Yup, we sure love our cell phones. Unless, of course, we live within sight of the tower upon which all of this Babel depends. You see the system works because it is decentralized; relatively small areas are served by each antenna; and as you pass out of the range of one antenna and into the next, your call is transferred without so much as a beep. And since calls are spread across the country, no single antenna has to handle too many. But the downside of this decentralized dream is that you need lots of antennas to make the system work. Lots of antennas means lots of unhappy neighbors because each antenna – or cell tower – is about a hundred feet tall and monumentally ugly.

The telecommunications industry saw this coming back in the early 1990’s. As the technology raced ahead, not-in-my-back-yarders used the local zoning and state land-use permit process to hold up tower after tower. If the wireless revolution was to happen, something had to be done. So in 1996, when Congress was considering the Telecommunications Act, the industry tried valiantly to persuade Congress to exempt cell towers from local zoning regulations.

This was a classic Washington battle between an industry with seemingly limitless funds for lobbying and campaign contributions, and local elected officials who traditionally supply grassroots support for the congressman – or his opponent. And on occasion, the local elected official supplies the opponent.

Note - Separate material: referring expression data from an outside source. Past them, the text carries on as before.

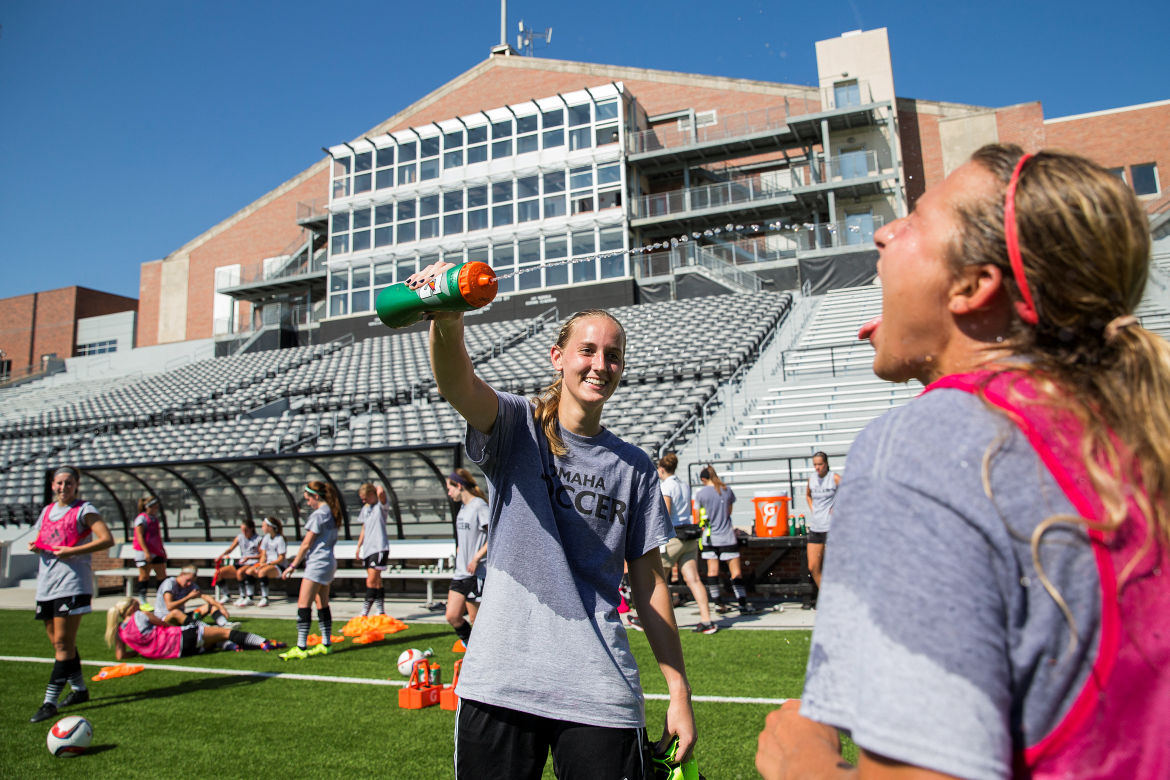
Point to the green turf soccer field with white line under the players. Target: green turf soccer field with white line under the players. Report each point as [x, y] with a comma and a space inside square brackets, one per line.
[161, 724]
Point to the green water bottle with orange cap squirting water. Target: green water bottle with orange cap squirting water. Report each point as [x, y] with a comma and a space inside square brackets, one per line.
[460, 288]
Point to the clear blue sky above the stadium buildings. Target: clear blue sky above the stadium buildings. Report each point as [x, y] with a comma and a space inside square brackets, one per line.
[129, 128]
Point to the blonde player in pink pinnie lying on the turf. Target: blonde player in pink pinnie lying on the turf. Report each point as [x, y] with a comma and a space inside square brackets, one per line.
[132, 632]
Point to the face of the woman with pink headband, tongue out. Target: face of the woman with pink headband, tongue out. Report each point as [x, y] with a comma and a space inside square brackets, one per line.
[918, 281]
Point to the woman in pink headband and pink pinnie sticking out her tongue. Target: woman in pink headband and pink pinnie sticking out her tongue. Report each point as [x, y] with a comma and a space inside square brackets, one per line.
[1024, 633]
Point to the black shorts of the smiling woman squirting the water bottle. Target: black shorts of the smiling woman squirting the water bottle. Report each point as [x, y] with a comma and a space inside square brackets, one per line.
[494, 743]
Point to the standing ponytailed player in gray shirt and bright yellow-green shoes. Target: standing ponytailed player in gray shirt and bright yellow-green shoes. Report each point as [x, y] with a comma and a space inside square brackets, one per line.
[320, 565]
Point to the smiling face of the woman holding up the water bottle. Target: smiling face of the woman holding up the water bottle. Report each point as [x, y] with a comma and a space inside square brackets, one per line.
[591, 362]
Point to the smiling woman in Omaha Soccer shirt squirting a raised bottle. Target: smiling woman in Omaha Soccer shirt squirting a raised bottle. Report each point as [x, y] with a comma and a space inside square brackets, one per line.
[550, 667]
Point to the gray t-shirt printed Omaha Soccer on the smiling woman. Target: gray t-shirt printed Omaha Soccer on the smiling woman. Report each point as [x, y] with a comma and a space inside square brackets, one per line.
[559, 535]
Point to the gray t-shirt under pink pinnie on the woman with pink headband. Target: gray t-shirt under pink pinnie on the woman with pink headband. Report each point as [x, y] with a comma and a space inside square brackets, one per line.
[937, 644]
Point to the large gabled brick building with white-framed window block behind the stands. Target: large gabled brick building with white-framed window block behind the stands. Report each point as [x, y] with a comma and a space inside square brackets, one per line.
[653, 184]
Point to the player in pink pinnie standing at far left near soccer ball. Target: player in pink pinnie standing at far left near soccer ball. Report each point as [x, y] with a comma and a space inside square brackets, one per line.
[68, 533]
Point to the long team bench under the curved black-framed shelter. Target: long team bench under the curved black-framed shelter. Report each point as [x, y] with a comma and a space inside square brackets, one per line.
[407, 557]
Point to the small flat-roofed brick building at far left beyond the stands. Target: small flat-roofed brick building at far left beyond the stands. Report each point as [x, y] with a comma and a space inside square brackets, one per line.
[43, 328]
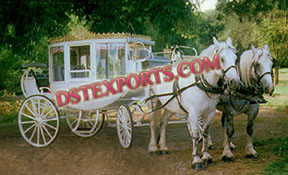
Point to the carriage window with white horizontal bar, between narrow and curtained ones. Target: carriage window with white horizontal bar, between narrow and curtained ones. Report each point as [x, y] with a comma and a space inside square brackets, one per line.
[79, 61]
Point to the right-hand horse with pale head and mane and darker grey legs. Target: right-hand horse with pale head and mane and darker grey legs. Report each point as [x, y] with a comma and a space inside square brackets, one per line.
[255, 73]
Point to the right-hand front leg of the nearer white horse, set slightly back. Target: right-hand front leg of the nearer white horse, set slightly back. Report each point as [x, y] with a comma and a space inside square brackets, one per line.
[207, 158]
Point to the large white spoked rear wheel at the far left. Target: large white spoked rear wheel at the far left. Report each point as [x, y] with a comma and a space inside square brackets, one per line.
[38, 121]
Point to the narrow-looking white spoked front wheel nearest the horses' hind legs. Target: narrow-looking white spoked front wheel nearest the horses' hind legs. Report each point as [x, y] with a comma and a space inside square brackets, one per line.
[124, 126]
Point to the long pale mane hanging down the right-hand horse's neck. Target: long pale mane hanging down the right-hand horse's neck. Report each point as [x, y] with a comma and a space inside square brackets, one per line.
[247, 59]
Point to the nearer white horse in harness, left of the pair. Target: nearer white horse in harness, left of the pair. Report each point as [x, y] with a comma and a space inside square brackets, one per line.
[195, 101]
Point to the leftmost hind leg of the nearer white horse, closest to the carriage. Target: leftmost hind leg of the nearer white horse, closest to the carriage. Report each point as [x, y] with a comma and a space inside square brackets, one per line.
[152, 147]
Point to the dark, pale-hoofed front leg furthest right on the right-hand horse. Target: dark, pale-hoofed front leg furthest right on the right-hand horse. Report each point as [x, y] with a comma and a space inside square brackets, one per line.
[252, 114]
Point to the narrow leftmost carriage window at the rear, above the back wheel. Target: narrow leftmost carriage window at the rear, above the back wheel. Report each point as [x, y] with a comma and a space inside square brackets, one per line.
[57, 54]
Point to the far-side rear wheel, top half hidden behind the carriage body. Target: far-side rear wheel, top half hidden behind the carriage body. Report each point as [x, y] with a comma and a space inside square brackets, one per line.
[85, 124]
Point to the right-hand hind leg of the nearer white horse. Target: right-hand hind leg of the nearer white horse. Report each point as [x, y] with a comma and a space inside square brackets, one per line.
[162, 142]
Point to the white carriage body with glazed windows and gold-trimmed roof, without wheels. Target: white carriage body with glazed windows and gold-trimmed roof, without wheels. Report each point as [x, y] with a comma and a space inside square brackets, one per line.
[93, 59]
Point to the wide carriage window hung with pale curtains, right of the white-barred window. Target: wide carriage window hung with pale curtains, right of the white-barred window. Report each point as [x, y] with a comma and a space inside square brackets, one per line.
[110, 60]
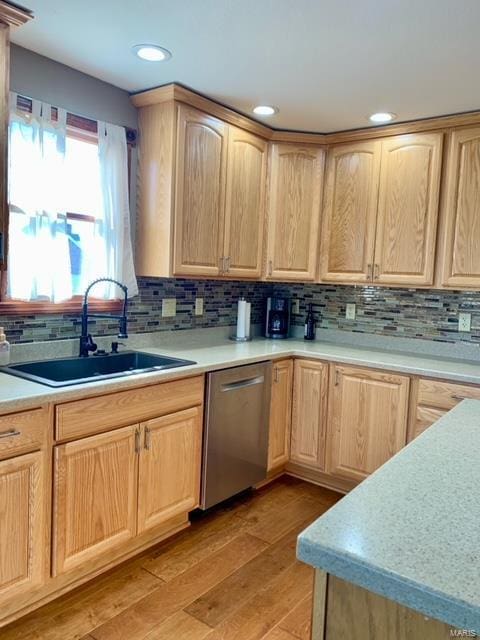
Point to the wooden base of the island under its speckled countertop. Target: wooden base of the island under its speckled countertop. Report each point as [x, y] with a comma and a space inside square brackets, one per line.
[342, 610]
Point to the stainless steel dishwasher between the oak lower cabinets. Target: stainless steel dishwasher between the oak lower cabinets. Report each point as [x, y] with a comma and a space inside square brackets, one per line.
[235, 446]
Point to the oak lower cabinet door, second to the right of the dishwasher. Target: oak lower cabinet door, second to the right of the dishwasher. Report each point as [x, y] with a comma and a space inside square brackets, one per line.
[310, 389]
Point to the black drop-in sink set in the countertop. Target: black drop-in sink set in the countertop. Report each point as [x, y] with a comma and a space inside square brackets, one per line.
[68, 371]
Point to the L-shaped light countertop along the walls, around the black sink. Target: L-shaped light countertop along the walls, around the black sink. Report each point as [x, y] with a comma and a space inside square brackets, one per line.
[211, 352]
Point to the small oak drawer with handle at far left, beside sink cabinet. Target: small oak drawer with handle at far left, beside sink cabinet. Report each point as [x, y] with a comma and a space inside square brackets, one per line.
[23, 432]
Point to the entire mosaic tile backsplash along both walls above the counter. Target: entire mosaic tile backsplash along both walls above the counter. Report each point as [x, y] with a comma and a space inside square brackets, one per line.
[409, 313]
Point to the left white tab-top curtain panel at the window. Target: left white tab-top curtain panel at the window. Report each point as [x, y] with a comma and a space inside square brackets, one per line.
[39, 260]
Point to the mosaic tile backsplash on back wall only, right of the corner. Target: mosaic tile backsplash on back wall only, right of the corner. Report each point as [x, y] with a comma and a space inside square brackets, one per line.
[409, 313]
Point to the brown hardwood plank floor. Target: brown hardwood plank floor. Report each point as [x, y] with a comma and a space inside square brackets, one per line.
[232, 575]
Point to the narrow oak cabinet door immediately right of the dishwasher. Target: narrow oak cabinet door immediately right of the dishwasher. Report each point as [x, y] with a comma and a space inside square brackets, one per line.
[280, 414]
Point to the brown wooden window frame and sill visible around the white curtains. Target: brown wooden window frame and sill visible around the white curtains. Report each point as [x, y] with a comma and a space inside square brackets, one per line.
[86, 130]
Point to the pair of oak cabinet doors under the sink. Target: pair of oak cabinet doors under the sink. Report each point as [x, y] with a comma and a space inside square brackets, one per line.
[110, 487]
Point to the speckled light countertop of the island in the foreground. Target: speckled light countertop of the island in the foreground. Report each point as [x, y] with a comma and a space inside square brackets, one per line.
[411, 531]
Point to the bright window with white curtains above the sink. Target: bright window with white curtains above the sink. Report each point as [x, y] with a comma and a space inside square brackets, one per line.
[68, 210]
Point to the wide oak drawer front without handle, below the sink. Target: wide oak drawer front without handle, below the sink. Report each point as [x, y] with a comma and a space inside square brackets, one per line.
[94, 415]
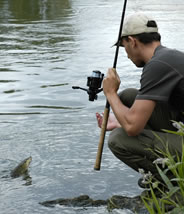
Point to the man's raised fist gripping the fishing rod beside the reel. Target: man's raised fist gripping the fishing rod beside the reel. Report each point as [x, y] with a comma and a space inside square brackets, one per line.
[111, 82]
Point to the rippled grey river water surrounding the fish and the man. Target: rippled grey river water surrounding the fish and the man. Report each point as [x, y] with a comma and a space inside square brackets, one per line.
[46, 47]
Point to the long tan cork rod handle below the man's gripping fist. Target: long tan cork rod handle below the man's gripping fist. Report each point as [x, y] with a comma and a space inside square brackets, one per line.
[102, 138]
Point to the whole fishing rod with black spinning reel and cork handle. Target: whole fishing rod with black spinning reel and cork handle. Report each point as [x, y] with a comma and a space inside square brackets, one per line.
[94, 83]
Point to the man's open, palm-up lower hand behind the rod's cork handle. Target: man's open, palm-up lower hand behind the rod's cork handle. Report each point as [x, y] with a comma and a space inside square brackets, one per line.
[112, 122]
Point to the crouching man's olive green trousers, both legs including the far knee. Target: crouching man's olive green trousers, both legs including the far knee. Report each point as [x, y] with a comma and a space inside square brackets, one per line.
[140, 151]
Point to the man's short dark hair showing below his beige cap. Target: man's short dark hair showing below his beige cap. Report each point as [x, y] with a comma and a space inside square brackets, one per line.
[145, 38]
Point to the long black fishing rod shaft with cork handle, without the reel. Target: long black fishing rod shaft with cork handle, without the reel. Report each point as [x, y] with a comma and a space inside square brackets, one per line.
[107, 106]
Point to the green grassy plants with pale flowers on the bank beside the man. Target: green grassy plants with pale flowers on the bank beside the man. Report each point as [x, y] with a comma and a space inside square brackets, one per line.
[172, 195]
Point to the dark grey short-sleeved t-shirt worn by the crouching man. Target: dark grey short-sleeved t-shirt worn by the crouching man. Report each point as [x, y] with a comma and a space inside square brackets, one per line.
[162, 78]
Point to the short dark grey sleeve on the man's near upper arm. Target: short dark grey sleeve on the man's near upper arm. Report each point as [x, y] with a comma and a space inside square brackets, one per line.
[158, 81]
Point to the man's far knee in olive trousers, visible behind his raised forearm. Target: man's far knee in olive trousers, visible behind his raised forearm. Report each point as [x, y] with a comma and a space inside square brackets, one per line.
[128, 96]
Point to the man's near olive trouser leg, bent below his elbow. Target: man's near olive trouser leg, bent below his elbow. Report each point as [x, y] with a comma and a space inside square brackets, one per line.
[140, 151]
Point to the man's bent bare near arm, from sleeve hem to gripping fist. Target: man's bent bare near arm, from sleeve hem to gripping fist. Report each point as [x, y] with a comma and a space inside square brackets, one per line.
[133, 119]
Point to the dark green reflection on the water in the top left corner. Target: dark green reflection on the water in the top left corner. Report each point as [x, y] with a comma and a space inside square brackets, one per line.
[22, 11]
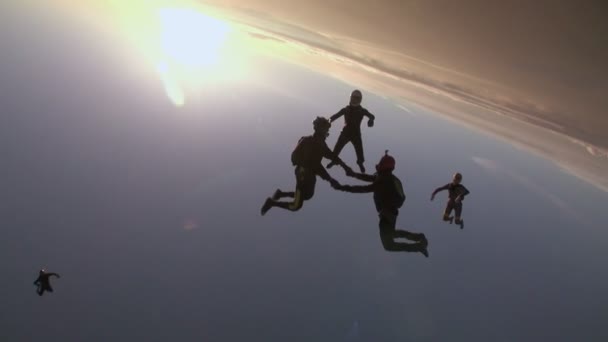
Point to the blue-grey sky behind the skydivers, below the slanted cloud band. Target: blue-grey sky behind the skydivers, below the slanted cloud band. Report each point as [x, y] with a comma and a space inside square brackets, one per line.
[147, 204]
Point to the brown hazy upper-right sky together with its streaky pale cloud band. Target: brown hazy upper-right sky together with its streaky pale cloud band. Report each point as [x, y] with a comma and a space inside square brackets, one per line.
[534, 81]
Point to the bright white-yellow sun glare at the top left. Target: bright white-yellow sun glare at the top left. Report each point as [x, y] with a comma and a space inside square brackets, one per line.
[186, 48]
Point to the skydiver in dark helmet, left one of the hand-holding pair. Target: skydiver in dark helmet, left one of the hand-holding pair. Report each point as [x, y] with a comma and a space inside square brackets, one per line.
[306, 158]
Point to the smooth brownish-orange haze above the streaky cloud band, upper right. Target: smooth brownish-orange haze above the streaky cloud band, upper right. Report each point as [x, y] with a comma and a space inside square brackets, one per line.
[544, 57]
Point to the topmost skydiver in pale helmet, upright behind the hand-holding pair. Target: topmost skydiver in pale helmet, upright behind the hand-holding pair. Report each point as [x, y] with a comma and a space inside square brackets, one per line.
[353, 115]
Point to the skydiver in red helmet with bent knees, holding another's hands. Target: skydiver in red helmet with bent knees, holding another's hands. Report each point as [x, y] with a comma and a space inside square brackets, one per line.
[388, 198]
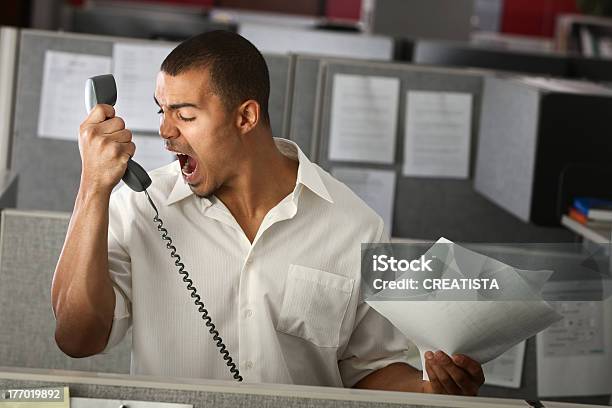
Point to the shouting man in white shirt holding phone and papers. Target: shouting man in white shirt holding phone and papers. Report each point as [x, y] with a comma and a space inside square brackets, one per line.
[270, 240]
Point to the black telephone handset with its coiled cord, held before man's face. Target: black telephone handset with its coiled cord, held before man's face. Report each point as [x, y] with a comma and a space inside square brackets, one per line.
[103, 89]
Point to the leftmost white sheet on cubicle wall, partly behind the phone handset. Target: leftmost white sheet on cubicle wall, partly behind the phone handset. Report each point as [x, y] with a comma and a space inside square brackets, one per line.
[62, 99]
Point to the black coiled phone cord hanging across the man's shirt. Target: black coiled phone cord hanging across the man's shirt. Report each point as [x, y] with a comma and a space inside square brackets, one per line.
[194, 294]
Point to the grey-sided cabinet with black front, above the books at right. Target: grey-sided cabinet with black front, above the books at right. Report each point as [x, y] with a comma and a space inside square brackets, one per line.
[528, 160]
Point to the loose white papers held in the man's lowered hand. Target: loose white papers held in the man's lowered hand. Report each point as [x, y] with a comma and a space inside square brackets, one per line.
[480, 329]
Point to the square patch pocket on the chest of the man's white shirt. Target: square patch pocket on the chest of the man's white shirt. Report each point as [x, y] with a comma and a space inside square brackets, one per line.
[314, 305]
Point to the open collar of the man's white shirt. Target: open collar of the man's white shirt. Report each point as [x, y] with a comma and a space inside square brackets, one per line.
[308, 175]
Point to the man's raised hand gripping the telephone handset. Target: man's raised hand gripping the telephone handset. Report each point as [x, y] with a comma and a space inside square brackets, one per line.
[105, 146]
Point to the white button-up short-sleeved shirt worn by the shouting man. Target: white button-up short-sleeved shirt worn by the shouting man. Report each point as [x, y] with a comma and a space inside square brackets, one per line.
[287, 306]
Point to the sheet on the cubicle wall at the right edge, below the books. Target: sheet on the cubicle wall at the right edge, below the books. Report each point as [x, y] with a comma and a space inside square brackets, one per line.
[574, 357]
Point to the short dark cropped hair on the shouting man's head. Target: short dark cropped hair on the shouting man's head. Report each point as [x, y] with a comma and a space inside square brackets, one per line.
[237, 69]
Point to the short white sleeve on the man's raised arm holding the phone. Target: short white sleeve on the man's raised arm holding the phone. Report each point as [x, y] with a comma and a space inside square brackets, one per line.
[119, 265]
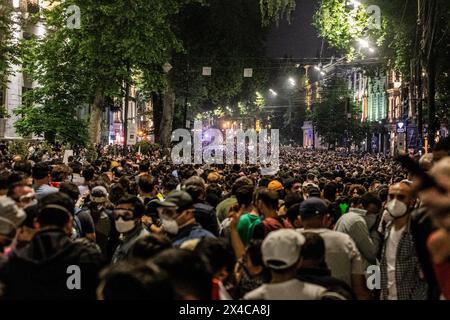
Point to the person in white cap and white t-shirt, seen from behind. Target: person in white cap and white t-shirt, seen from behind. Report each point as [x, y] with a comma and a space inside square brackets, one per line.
[281, 254]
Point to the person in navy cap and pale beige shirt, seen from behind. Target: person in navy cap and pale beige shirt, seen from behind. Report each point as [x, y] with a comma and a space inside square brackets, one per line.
[341, 254]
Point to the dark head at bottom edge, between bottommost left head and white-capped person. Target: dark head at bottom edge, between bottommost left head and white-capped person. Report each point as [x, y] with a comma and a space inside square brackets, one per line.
[188, 272]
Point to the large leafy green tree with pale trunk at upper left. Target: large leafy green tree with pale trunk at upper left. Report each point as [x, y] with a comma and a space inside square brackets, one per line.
[117, 43]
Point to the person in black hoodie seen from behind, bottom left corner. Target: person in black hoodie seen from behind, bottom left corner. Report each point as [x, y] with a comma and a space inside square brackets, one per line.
[41, 269]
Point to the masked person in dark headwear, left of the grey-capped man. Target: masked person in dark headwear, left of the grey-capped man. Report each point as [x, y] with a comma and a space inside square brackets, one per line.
[127, 215]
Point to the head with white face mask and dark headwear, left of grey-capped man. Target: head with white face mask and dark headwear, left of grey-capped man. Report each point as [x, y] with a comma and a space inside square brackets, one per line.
[128, 213]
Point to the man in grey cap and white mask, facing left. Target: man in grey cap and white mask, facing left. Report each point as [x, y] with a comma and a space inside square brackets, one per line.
[178, 219]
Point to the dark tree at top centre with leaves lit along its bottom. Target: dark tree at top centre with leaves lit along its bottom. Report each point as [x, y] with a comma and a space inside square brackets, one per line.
[228, 37]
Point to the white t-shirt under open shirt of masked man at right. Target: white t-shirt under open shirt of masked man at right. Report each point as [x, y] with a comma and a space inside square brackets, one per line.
[391, 257]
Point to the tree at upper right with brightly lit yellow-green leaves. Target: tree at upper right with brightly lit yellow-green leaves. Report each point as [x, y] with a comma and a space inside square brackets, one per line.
[413, 38]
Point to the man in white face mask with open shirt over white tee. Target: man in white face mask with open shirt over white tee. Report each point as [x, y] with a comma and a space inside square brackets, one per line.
[401, 275]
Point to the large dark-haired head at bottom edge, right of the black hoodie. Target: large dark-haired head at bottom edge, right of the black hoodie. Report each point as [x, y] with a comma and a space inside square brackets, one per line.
[134, 280]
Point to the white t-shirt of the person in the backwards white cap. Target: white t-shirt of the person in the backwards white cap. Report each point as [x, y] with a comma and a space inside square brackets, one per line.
[290, 290]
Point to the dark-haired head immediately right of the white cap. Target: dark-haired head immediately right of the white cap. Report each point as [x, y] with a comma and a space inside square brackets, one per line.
[313, 251]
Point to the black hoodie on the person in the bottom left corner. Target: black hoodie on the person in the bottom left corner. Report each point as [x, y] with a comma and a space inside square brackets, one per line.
[42, 269]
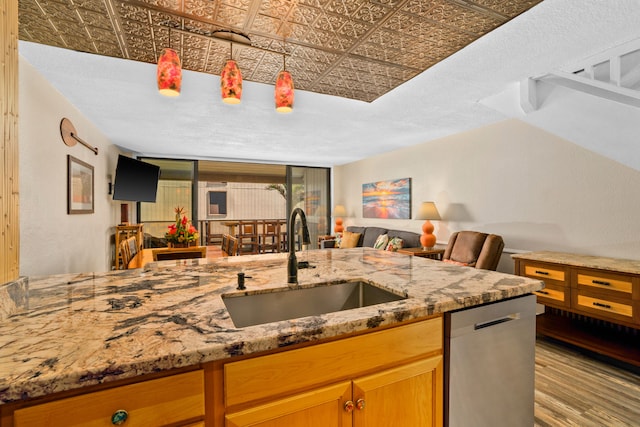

The result of this battle was a compromise that today confronts Vermont communities, neighbors and developers.

To appease neighbors, developers are using every means imaginable to hide their antennas, including hiding them in church steeples. But neighbors aren’t the only opponents; environmentalists are concerned about birds striking towers and the health effects of cell phone transmission radiation. And in a long article on their web site, American atheists are objecting to the use of church steeples for antenna camouflage because the cell companies pay handsomely for the space. So much for wanting to go to heaven.

The benefits of the new telecommunications technologies will no doubt exceed our wildest dreams, but the battles over who bears the burden will surely take a toll. Nevertheless, I think Congress was smart to let this one be hashed out locally.

This is Jeff Wennberg in Rutland.

–Jeff Wennberg is a former Mayor of Rutland.